Toutefois, quelques investisseurs institutionnels notables se refusent à soutenir de telles initiatives, considérant qu’il revient aux dirigeants, et non aux investisseurs, de rendre des comptes sur la stratégie climatique. Leur réticence s’explique également par l’ampleur des ressources nécessaires à l’évaluation du bien-fondé de chaque résolution sur le climat. Par conséquent, il est selon nous peu probable que le « Say on Climate » gagne du terrain aux États-Unis.
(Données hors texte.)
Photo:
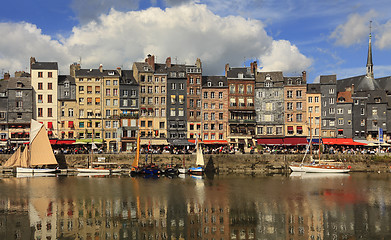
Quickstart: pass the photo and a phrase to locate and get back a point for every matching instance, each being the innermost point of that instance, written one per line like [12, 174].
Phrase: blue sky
[320, 37]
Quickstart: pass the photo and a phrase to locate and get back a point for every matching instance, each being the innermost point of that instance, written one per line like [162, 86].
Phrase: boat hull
[93, 170]
[318, 169]
[35, 170]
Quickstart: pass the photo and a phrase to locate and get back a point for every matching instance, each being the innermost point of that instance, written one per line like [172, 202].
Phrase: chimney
[168, 62]
[72, 69]
[254, 67]
[226, 69]
[151, 61]
[198, 63]
[7, 76]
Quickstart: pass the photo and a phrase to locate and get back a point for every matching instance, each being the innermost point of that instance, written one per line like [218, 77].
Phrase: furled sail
[13, 160]
[41, 152]
[200, 157]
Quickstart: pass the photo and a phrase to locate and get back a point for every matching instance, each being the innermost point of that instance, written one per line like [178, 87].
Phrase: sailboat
[38, 152]
[318, 165]
[199, 170]
[90, 169]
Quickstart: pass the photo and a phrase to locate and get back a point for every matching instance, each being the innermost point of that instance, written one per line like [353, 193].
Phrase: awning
[153, 142]
[341, 141]
[295, 141]
[269, 141]
[215, 142]
[180, 142]
[65, 142]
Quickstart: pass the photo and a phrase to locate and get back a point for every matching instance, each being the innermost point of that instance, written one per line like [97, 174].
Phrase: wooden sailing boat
[318, 165]
[39, 152]
[199, 170]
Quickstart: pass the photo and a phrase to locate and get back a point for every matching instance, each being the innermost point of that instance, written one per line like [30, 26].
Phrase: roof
[13, 82]
[234, 72]
[214, 80]
[328, 79]
[361, 83]
[63, 78]
[127, 77]
[44, 66]
[274, 76]
[313, 88]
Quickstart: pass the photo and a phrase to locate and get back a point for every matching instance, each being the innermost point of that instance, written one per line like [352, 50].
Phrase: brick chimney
[168, 62]
[226, 69]
[72, 69]
[7, 76]
[151, 61]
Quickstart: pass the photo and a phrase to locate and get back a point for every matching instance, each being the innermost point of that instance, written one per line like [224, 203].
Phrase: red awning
[295, 141]
[65, 142]
[215, 142]
[269, 141]
[341, 141]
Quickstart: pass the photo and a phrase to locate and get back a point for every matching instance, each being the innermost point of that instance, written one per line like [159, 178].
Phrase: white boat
[199, 170]
[37, 153]
[318, 165]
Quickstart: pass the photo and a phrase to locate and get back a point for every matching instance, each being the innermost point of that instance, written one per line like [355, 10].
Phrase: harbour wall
[230, 163]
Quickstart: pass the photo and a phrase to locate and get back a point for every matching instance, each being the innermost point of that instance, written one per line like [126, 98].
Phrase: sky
[319, 37]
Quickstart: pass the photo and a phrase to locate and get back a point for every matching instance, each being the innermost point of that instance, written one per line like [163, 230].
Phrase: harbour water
[299, 206]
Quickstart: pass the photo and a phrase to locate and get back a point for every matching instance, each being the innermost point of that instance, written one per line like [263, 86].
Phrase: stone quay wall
[231, 163]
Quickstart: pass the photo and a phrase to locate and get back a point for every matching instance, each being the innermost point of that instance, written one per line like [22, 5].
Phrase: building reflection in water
[222, 208]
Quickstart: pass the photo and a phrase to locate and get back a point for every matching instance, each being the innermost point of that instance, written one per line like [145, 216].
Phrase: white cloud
[20, 41]
[354, 30]
[185, 33]
[283, 56]
[384, 38]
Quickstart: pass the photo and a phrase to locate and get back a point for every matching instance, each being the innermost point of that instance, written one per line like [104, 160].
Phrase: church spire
[369, 58]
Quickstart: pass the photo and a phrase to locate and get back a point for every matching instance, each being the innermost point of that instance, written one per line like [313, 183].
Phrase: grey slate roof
[361, 83]
[214, 80]
[44, 66]
[63, 78]
[234, 72]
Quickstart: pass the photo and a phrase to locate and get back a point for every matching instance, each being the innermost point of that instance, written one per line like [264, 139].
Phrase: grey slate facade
[176, 103]
[328, 88]
[269, 104]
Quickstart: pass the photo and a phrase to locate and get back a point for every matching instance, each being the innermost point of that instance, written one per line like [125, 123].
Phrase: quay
[225, 163]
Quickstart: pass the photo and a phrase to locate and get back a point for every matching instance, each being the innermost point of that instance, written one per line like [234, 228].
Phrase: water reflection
[225, 207]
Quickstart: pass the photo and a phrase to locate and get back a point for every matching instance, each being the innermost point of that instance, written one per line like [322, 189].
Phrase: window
[232, 88]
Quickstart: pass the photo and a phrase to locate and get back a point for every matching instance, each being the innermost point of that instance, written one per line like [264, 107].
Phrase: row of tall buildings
[173, 104]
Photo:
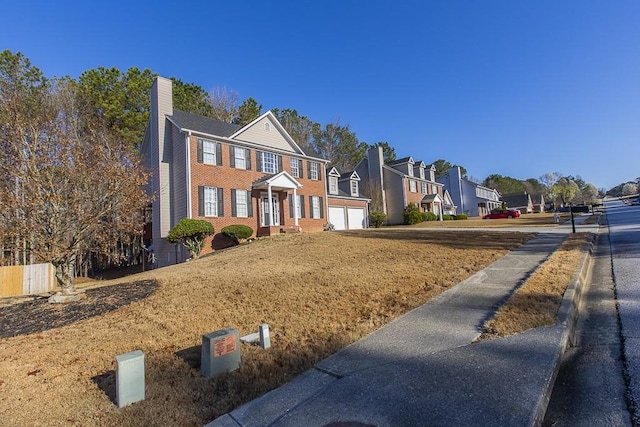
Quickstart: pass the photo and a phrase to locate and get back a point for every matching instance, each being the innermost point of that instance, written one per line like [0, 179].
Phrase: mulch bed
[39, 315]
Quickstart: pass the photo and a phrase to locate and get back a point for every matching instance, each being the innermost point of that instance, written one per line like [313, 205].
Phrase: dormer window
[333, 185]
[354, 187]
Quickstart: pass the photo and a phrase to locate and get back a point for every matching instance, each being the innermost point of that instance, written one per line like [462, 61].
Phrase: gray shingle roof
[203, 124]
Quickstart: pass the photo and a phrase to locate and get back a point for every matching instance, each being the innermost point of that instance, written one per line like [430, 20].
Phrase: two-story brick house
[226, 174]
[399, 183]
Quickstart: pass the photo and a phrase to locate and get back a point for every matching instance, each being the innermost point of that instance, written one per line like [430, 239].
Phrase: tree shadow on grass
[39, 315]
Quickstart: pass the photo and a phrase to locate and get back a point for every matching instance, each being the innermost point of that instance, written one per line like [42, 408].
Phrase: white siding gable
[266, 131]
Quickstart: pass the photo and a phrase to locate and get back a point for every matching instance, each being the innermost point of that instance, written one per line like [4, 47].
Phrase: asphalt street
[599, 383]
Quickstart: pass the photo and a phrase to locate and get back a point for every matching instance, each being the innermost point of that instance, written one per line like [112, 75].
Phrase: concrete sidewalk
[424, 369]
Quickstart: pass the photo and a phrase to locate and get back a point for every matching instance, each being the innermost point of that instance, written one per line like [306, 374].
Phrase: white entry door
[274, 211]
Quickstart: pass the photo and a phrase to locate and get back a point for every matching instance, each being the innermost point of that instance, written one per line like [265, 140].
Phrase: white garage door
[356, 218]
[337, 218]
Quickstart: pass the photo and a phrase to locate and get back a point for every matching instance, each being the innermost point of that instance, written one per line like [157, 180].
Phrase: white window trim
[313, 170]
[273, 162]
[295, 170]
[242, 158]
[242, 208]
[354, 188]
[315, 207]
[210, 201]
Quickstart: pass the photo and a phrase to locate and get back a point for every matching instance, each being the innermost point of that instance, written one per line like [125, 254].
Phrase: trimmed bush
[237, 231]
[412, 214]
[429, 216]
[192, 234]
[377, 218]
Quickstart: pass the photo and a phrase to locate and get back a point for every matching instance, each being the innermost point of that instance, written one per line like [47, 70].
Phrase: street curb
[567, 320]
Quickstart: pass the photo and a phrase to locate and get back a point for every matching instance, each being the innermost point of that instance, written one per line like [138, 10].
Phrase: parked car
[502, 213]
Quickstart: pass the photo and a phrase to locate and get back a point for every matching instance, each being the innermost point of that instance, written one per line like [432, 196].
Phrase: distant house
[398, 183]
[471, 199]
[519, 201]
[223, 173]
[348, 208]
[538, 203]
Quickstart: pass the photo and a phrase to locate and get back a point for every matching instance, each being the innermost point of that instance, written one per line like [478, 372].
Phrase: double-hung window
[354, 188]
[240, 158]
[210, 201]
[316, 206]
[208, 152]
[269, 162]
[313, 171]
[333, 185]
[296, 168]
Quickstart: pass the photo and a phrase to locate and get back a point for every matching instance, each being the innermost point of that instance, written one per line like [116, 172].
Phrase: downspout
[188, 173]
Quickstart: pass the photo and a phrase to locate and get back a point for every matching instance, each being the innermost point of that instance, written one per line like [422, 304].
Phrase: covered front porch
[272, 192]
[432, 203]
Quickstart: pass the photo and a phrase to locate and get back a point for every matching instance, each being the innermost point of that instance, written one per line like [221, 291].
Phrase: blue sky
[509, 87]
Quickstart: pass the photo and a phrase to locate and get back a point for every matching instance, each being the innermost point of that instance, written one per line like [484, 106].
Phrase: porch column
[295, 207]
[269, 203]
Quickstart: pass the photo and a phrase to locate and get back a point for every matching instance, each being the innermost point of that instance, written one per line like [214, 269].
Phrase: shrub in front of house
[237, 231]
[412, 214]
[377, 218]
[192, 234]
[429, 216]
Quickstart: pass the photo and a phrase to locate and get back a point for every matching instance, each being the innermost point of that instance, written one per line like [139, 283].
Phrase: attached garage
[347, 218]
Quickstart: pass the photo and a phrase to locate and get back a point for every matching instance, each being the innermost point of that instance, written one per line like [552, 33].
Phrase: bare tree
[225, 104]
[68, 183]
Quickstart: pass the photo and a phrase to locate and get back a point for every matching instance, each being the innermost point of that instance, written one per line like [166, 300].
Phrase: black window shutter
[218, 154]
[220, 202]
[249, 204]
[200, 200]
[290, 205]
[200, 151]
[234, 210]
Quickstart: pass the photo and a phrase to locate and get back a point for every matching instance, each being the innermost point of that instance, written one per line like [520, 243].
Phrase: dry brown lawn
[536, 303]
[318, 292]
[526, 220]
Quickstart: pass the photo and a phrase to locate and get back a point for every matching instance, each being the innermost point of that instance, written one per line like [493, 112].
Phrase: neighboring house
[203, 168]
[471, 199]
[399, 183]
[448, 205]
[519, 201]
[538, 202]
[348, 208]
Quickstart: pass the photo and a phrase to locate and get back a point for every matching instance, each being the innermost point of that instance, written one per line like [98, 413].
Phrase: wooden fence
[27, 279]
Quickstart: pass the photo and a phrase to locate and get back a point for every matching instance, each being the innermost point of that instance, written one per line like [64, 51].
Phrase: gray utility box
[220, 352]
[129, 378]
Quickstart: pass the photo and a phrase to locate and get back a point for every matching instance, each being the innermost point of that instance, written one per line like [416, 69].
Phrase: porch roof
[278, 182]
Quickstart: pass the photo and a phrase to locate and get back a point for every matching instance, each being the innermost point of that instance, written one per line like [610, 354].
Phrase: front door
[274, 211]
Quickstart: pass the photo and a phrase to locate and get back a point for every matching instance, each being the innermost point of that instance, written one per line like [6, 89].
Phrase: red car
[500, 213]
L’atténuation du changement climatique exige beaucoup de temps et d’efforts
L’engagement climatique requiert des ressources considérables. Les plans de transition climatique sont indissociables de la stratégie de l’entreprise. Ils sont propres aux entreprises et peuvent être complexes. Il faut les évaluer soigneusement, ce qui suppose un savoir-faire et des ressources spécifiques pour analyser les voies à suivre et mesurer les progrès accomplis par rapport aux objectifs. L’absence de normes mondiales régissant la publication d’informations relatives au climat fait obstacle à une analyse comparative exhaustive et pertinente des plans d’action climatique, y compris au sein d’un même secteur.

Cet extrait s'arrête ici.